Insiro frases extraídas de Saramago não só para representar à súbita perda da visão que acometeu meu bisavô, mas principalmente para expôr a lente distorcida de branquitude que emerge cada vez que histórias de família são narradas sem o reconhecimento das desigualdades raciais sistêmicas das quais gerações de meus ancestrais se beneficiaram.

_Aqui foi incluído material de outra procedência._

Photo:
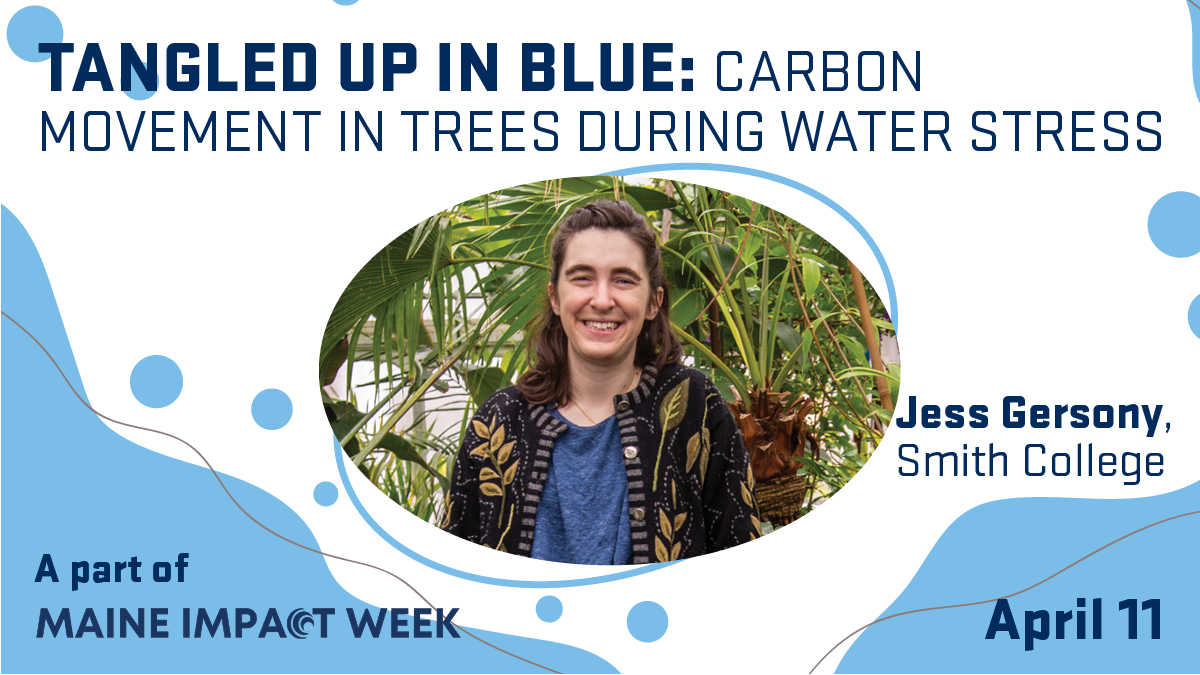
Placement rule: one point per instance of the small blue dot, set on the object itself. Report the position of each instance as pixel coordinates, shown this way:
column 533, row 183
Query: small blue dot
column 30, row 27
column 550, row 609
column 325, row 493
column 1194, row 316
column 1175, row 225
column 137, row 90
column 271, row 408
column 647, row 621
column 156, row 382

Adiciono um elemento textual e táctil através de etiquetas em relevo e imagino um perceber sem o olhar, um saber sem o ver. Me questiono sobre o uso do não-ver como metáfora do não-saber, tão permissivamente presente em narrativas capacitistas - uma atribuição dada frequentemente à esta obra de Saramago. Rejeito este uso da metáfora da cegueira e a resignifico - o “mal-branco” da obra passa a ser metáfora do “olhar branco” que sustenta apagamento e exclusão em espaços sociais brancocêntricos que ainda insistem em não admitir que nestes uma “branquidão cobria tudo”.

Ao pé da cama, cada um de meus gestos é uma tentativa de tocar minha ancestralidade no cerne de nossa colonidade para transmutá-la. Sabemos quem somos? Sabemos quem fomos? Eu sussuro: “Saibas quem és” e não mais sejas como fostes.

“Não há vestigio de branco, Nada de nada.”

- Saramago, Ensaio sobre a cegueira, (1995)

 
 
 
 
 
 
 
 

A série A_CAMADO(A) foi lançada durante a exposição coletiva SONHAR FUTURO da galeria carioca Atelie Oriente. A exposição ocupou os jardins da fervilhante Vila Foto em Pauta, epicentro do 12º Festival de Fotografia de Tiradentes de 15 a 19 de março 2023 em Minas Gerais, Brasil.


AMERI_CANA

As imagens chamadas A_CAMADO(A) fazem parte de uma série de trabalhos em que estou explorando espaços entre mito e realidade, contos e memória, história e fábulas. Nestes casos de família, o inacabado traçado da diáspora de inúmeras gerações deixam lacunas que acolhem a imaginação e ilusórias fantasias de identidade, enquanto documentos históricos eliminam qualquer minimização de nossos ancestrais papéis coloniais - do nordeste do Brasil ao nordeste Estado Unidense - da cana à um sonho de Norte-América.